Doc Solomon left, and Bruce shook and shivered and vomited, and between times he laced into Doc Solomon, calling him a Jew and what not else.

He was at the heights when all of a sudden in walked Mike Mulrooney and it was Mike that calmed him down, handing out the sweet talk and saying what a great ballplayer Bruce was. He went right in there under the shower and turned it off and crouched down on the wet floor with Bruce, and they talked about the good times they had back in Q. C.

Soon Bruce come out just as calm as if he was sober, and Mike talked to him some more and held his hand and patted his shoulder.

Then Dutch yelled “Back to work!” and I went.

That night I seen Bruce at the hotel, and he was as nice and polite as ever, and quiet, and when he spoke he spoke soft, and you could hardly believe it was the same man. From that day onwards he settled down and done his work like he was told, and you never heard so much as a peep from him the season through.

Chapter 17

Otherwise it was mostly work. I mean work. I do not mean a dozen push-ups and a couple turns around the park and a shower and a rub and the rest of the day back in the sack at the Hotel Silver Palms or a round of golf or the dogs at night.

I will say this for Dutch: he laid down the rules and they stuck.
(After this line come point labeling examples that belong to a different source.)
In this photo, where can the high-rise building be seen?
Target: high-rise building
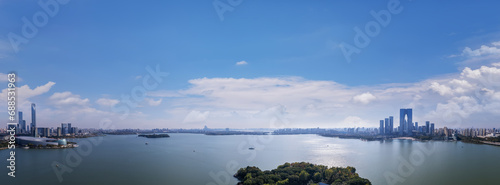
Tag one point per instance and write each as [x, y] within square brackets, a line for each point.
[391, 124]
[427, 127]
[386, 126]
[59, 131]
[405, 121]
[381, 129]
[64, 127]
[21, 127]
[33, 120]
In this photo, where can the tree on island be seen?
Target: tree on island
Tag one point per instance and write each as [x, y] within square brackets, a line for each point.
[299, 174]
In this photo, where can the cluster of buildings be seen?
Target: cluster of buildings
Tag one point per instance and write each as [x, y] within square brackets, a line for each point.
[406, 125]
[22, 129]
[477, 132]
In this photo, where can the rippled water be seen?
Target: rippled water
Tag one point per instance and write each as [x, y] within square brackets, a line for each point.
[199, 159]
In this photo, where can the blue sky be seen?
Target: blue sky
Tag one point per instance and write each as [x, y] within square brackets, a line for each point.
[94, 50]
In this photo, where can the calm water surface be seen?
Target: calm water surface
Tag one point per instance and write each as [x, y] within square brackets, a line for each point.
[192, 159]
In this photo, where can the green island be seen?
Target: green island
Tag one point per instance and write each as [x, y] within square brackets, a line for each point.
[300, 173]
[153, 135]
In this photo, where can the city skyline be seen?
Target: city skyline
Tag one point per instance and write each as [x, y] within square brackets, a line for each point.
[211, 74]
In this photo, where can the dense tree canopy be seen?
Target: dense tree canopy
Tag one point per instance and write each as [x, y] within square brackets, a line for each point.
[300, 174]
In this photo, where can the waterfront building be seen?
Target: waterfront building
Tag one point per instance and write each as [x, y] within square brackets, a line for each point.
[405, 121]
[35, 141]
[34, 131]
[64, 127]
[427, 127]
[381, 128]
[59, 131]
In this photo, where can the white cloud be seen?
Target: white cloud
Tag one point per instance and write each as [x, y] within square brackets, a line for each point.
[240, 63]
[3, 77]
[107, 102]
[483, 50]
[67, 98]
[196, 116]
[364, 98]
[164, 94]
[152, 102]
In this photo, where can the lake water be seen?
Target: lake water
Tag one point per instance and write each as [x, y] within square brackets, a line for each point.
[192, 159]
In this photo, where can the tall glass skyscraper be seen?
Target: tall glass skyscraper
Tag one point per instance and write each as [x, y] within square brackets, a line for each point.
[381, 129]
[391, 124]
[64, 128]
[21, 123]
[405, 121]
[34, 131]
[427, 127]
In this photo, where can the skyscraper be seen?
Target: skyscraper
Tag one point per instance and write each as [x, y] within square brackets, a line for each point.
[391, 124]
[381, 129]
[34, 131]
[405, 121]
[21, 124]
[64, 128]
[427, 127]
[386, 126]
[431, 132]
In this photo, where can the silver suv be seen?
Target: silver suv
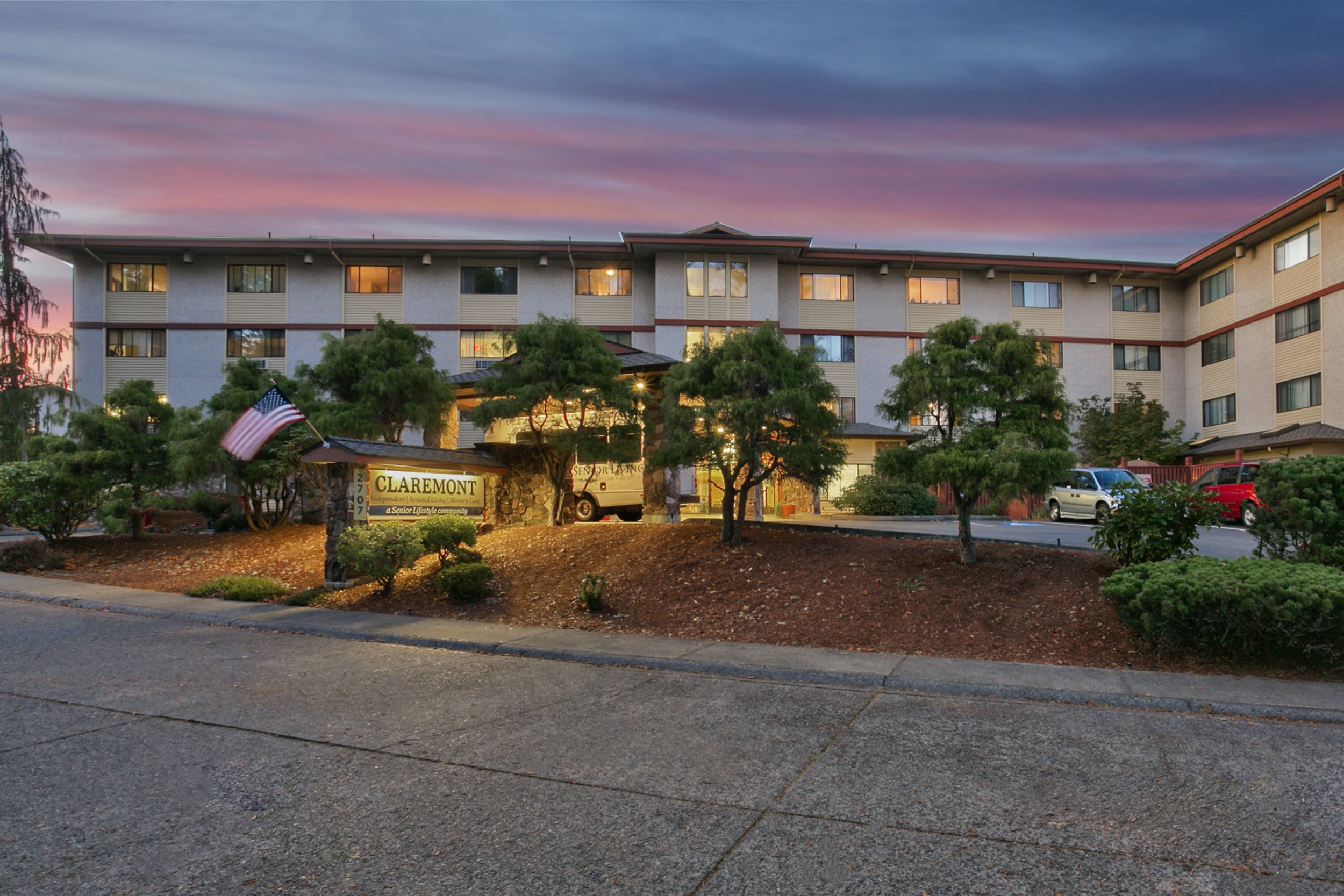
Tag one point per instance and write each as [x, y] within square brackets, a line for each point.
[1089, 493]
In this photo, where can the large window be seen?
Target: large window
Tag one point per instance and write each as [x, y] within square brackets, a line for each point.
[256, 278]
[1297, 249]
[933, 291]
[374, 278]
[1221, 410]
[717, 277]
[138, 278]
[1216, 286]
[830, 348]
[136, 343]
[494, 280]
[480, 343]
[256, 343]
[1139, 358]
[1135, 299]
[1035, 295]
[827, 288]
[1218, 348]
[1305, 391]
[1297, 321]
[601, 281]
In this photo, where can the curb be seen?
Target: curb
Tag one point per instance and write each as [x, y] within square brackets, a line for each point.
[1036, 682]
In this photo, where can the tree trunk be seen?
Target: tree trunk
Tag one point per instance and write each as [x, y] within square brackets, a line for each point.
[964, 540]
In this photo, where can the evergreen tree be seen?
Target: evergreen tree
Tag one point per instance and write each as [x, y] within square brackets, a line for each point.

He give us a speech before the Saturday drill, and he give another when the rest of the club reached camp—the infield and the outfield—and he give several more as time went by just in case your memory went bad.

“You will leave them goddam dogs alone,” he said, and he would jump on a bench so you all could see him. “You will be in your goddam rooms at 11 o’clock and your goddam lights will be out at midnight and there will be no goddam monkeyplay afterwards and no goddam sneaking around them halls in the dark after these goddam women that would as soon steal you blind as not,” and his face would get all red, and he would run his hand through his hair that had growed gray over all the summers and growed grayer yet before the season was out.

“You will steer clear of these goddam dudes that hang about. You will not play cards with them nor drink their drinks, not even a little drink, not even if it is such a little drink that it would not cover a thimble because them goddam bastards would as soon f—up my ball club as not. They are on vacation and here for the kicks. But you ain’t on vacation. If there is anybody that thinks they are on a vacation down here in the sunny goddam south I will give them a little extra work so as to help them get over the idea. I ain’t worked you hard yet, but I mean to.” A groan went up, for he had worked us hard all along.